Oxaliplatin is administered by intravenous infusion.
Dosage given should be adjusted according to tolerability.
If severe/life-threatening diarrhea, neurotoxicity or hematological toxicity occurs, a dose adjustment may be required.
Antiemetics (5-HT3 blockers with or without dexamethasone) should be given during pre- and post-therapy with oxaliplatin since oxaliplatin is highly emetogenic.
Oxaliplatin should always be administered before fluoropyrimidines (i.e., 5-FU).
Oxaliplatin administration does not require prehydration.
Use only the recommended diluents in preparing the solution. (See Incompatibilities under Cautions for Usage).
General Dosing Instruction: Treatment of patients with advanced colorectal cancer: Oxaliplatin should be administered in combination with 5-fluorouracil/leucovorin every 2 weeks. For advanced disease, treatment is recommended until disease progression or unacceptable toxicity. For adjuvant use, treatment is recommended for a total of 6 months.
Day 1: Oxaliplatin 85 mg/m2 (as IV infusion diluted in 250 to 500 mL of 5% Dextrose Solution) and leucovorin 200 mg/m2 IV infusion in 5% Dextrose Solution both given over 120 minutes (2 hours) at the same time in different bags using a Y-line, followed by 5-FU 400 mg/m2 by IV bolus given over 2 to 4 minutes, followed by 5-FU 600 mg/m2 diluted in 500 mL 5% Dextrose Solution as a 22-hour continuous IV infusion.
Day 2: Leucovorin 200 mg/m2 IV infusion over 120 minutes (2 hours), followed by 5-FU 400 mg/m2 by IV bolus over 2 to 4 minutes, followed by 5-FU 600 mg/m2 IV infusion in 500 mL 5% Dextrose Solution as a 22-hour continuous IV infusion. (See figure)

Treatment may be repeated every 2 weeks.
For advanced or metastatic disease, treatment is recommended until disease progression or unacceptable toxicity.
Adjuvant treatment of patients with stage III (Duke's C) colon cancer who have undergone complete resection of primary tumor: Treatment is recommended for a total of 6 months (i.e., 12 cycles), given every 2 weeks, according to the dose schedule described previously for the treatment of patients with advanced colorectal cancer.
Or, as prescribed by a physician.
Dose Modification Recommendations: Oxaliplatin dosage adjustment is recommended according to the duration and severity of toxicities.
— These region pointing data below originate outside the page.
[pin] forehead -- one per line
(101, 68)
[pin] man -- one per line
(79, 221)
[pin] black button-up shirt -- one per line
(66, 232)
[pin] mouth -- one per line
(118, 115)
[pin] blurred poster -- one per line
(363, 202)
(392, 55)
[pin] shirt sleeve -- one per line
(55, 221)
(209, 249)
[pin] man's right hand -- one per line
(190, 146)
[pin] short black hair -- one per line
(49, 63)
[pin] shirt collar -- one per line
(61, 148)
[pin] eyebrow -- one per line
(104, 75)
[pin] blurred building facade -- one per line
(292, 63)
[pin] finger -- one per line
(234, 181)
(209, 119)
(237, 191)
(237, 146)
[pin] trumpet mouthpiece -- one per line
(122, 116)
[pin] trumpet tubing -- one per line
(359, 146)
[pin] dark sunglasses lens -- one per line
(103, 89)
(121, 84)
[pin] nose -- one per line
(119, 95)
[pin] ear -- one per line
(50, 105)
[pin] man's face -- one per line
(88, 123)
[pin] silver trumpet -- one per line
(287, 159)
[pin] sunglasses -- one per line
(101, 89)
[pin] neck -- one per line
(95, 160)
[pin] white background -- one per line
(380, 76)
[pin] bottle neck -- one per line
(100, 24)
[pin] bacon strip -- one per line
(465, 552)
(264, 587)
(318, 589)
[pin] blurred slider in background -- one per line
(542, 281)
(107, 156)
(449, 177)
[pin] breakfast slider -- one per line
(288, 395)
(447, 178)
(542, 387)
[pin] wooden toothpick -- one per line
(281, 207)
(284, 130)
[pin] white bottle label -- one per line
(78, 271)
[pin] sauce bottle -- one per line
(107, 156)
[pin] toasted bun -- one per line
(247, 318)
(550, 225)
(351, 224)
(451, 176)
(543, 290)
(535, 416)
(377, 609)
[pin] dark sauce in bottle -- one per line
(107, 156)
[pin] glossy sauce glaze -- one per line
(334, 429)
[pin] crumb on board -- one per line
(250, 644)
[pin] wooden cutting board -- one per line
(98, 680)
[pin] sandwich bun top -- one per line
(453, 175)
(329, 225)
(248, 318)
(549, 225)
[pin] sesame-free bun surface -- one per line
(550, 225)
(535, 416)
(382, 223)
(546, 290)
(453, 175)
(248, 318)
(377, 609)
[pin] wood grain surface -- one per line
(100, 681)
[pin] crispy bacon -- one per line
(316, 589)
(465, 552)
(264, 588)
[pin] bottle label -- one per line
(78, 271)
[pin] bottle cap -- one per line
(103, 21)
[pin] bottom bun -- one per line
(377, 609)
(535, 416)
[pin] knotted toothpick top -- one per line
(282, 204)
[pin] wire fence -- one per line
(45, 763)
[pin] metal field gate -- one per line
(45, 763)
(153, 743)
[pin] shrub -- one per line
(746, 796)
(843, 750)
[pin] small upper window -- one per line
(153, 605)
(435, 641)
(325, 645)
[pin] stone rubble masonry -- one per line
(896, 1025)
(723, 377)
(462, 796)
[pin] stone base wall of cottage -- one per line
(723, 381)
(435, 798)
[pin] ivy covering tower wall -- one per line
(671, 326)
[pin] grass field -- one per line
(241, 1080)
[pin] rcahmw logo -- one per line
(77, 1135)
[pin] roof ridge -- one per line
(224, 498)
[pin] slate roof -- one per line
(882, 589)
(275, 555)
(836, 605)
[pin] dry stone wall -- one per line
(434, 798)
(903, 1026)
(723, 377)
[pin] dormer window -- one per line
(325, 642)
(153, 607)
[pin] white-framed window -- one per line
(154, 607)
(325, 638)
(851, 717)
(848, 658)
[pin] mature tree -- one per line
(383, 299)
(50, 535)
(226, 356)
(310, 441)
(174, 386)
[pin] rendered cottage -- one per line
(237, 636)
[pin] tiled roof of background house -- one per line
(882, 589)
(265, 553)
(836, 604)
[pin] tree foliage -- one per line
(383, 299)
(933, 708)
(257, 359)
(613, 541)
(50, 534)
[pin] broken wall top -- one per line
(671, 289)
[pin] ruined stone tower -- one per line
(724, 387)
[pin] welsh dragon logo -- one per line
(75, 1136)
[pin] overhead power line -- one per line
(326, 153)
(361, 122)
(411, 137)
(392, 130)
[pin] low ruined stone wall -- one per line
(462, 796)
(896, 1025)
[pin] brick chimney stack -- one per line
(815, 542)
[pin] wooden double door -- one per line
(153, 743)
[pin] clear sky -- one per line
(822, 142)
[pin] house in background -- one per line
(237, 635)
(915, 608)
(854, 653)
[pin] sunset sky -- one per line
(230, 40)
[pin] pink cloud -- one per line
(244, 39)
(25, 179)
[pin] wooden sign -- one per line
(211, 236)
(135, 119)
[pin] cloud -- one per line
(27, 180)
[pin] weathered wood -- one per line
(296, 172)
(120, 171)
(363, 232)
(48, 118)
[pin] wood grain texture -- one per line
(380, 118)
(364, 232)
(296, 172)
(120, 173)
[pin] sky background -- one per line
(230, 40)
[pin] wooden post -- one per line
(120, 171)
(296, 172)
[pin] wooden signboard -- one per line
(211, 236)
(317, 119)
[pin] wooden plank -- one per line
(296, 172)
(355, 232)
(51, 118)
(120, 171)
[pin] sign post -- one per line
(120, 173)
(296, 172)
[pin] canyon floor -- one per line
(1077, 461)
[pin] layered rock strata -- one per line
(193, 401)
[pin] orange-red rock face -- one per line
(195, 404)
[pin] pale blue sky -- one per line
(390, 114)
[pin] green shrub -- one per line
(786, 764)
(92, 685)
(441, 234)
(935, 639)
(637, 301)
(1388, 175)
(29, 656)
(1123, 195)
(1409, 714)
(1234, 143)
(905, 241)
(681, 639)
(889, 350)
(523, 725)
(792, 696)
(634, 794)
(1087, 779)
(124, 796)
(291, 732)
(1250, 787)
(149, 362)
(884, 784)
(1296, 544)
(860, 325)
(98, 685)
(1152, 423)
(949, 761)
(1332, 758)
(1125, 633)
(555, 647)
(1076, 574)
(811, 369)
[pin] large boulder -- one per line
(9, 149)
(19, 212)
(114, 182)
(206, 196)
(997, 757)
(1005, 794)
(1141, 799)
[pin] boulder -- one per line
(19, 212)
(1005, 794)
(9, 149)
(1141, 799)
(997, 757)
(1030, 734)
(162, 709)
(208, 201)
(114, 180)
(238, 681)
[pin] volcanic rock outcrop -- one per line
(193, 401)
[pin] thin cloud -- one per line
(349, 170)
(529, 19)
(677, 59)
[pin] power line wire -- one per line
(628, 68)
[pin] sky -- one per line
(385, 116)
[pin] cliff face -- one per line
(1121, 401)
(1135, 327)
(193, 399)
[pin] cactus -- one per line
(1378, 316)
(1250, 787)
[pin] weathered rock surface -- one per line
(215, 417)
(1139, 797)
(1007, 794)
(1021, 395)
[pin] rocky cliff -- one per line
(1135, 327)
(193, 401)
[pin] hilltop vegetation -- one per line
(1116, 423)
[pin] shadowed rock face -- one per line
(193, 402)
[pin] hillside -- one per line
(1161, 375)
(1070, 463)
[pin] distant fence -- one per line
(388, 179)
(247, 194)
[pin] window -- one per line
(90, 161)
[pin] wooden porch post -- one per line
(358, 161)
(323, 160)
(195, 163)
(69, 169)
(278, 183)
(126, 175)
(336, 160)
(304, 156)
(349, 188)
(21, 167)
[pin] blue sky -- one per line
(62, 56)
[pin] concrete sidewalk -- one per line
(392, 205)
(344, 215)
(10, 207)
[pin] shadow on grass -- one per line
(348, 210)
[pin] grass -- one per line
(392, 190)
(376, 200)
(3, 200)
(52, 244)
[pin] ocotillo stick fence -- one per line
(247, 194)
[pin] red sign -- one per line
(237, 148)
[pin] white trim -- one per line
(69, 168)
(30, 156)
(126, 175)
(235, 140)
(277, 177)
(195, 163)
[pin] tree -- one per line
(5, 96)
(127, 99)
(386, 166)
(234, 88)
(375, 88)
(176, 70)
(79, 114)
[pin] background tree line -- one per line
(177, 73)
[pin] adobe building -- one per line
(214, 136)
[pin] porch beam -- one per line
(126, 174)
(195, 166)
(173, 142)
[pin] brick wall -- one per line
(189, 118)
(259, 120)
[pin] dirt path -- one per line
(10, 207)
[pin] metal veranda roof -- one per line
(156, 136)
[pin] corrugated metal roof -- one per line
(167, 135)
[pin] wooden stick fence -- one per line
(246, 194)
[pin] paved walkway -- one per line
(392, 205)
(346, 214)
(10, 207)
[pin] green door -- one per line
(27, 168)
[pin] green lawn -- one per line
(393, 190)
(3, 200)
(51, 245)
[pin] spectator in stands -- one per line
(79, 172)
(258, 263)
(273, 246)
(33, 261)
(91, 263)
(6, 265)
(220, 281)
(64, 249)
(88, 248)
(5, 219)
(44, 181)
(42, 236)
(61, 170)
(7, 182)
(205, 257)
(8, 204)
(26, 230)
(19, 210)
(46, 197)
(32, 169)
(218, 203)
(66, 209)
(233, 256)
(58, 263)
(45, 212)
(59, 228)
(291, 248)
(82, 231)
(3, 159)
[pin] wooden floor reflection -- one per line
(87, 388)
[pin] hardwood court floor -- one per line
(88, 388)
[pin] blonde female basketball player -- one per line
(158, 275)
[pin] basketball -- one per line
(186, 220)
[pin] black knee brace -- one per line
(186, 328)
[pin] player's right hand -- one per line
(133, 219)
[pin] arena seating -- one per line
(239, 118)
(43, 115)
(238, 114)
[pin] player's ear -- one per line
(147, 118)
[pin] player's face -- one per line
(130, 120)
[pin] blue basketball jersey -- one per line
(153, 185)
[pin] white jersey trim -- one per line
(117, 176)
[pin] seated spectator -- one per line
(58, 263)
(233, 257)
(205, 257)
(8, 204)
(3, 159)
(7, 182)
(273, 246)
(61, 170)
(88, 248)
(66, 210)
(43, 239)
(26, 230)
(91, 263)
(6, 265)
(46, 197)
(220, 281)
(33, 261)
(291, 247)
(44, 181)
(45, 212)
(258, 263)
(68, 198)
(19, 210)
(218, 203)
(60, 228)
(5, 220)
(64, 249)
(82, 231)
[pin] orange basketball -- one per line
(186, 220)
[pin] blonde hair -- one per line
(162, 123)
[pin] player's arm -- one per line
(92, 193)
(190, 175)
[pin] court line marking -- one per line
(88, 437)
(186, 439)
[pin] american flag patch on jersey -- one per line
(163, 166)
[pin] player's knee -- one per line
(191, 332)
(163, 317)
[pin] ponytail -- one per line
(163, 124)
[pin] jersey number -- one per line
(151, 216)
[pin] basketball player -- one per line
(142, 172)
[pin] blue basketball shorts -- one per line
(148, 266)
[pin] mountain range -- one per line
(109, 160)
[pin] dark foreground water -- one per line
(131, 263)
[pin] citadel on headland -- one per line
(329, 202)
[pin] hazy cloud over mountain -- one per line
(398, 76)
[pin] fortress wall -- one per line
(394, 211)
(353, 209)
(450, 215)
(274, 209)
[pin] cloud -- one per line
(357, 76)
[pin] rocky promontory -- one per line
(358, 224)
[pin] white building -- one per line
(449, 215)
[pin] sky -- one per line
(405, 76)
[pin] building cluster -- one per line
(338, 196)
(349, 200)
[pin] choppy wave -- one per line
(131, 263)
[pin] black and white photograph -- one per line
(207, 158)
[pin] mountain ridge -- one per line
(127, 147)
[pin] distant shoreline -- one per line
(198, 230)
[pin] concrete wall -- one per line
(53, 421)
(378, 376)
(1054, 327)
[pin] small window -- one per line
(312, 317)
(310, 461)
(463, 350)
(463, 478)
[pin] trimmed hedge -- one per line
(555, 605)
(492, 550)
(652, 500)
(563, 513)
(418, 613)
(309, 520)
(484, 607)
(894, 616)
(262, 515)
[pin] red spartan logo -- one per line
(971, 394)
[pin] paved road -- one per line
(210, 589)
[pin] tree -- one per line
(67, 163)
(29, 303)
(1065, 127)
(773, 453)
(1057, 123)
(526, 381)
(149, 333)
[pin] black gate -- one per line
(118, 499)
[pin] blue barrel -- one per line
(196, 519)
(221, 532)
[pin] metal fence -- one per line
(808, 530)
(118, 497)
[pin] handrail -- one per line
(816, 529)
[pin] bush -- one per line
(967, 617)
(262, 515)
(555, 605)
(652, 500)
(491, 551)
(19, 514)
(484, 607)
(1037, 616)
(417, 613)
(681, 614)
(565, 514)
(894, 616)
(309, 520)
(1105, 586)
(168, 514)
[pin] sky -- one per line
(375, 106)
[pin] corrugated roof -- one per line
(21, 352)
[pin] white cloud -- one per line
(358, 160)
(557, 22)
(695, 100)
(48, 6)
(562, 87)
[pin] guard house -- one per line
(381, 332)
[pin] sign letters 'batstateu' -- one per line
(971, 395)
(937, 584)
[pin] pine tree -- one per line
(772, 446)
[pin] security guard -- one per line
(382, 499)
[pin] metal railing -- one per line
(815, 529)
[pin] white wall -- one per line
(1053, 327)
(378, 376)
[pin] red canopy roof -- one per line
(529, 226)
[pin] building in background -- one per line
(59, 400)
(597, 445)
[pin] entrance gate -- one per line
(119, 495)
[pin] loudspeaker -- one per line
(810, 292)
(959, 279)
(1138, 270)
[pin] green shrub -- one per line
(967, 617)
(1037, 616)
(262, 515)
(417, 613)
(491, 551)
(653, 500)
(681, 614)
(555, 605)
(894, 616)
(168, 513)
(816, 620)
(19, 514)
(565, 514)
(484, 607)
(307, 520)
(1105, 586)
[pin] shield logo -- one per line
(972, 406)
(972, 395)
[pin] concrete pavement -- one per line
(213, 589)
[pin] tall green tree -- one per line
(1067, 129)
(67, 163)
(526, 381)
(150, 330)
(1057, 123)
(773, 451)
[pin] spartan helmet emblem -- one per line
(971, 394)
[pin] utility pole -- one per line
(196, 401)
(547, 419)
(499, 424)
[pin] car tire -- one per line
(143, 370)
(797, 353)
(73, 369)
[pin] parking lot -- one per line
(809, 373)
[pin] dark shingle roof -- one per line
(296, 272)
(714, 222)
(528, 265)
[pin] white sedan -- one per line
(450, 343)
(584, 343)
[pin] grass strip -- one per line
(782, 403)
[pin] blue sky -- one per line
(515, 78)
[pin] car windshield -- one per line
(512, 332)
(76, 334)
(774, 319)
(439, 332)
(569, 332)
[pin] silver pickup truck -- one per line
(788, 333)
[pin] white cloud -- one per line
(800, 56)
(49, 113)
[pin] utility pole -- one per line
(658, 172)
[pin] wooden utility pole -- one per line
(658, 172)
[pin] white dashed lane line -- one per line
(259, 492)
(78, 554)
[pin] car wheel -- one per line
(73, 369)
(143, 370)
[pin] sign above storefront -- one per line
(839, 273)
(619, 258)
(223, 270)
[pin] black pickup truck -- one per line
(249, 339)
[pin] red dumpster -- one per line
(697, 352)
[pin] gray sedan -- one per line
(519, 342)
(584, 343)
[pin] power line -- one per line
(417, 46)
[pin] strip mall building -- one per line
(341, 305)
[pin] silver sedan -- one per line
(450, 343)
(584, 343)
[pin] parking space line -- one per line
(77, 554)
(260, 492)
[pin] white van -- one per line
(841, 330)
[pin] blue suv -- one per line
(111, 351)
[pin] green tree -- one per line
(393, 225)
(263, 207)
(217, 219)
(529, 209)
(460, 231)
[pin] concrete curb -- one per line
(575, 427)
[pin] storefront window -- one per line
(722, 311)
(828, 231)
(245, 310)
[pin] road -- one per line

Prior to subsequent therapy cycles, patients should be evaluated for clinical toxicities and recommended laboratory tests. Prolongation of infusion time for oxaliplatin from 2 to 6 hours may mitigate acute toxicities. The infusion times for 5-FU and leucovorin do not need to be changed. (See table.)

Renal Impairment: In patients with normal renal function or mild to moderate renal impairment, the recommended oxaliplatin dose is 85 mg/m2.
The initial recommended dose in patients with severe renal impairment should be reduced to 65 mg/ m2.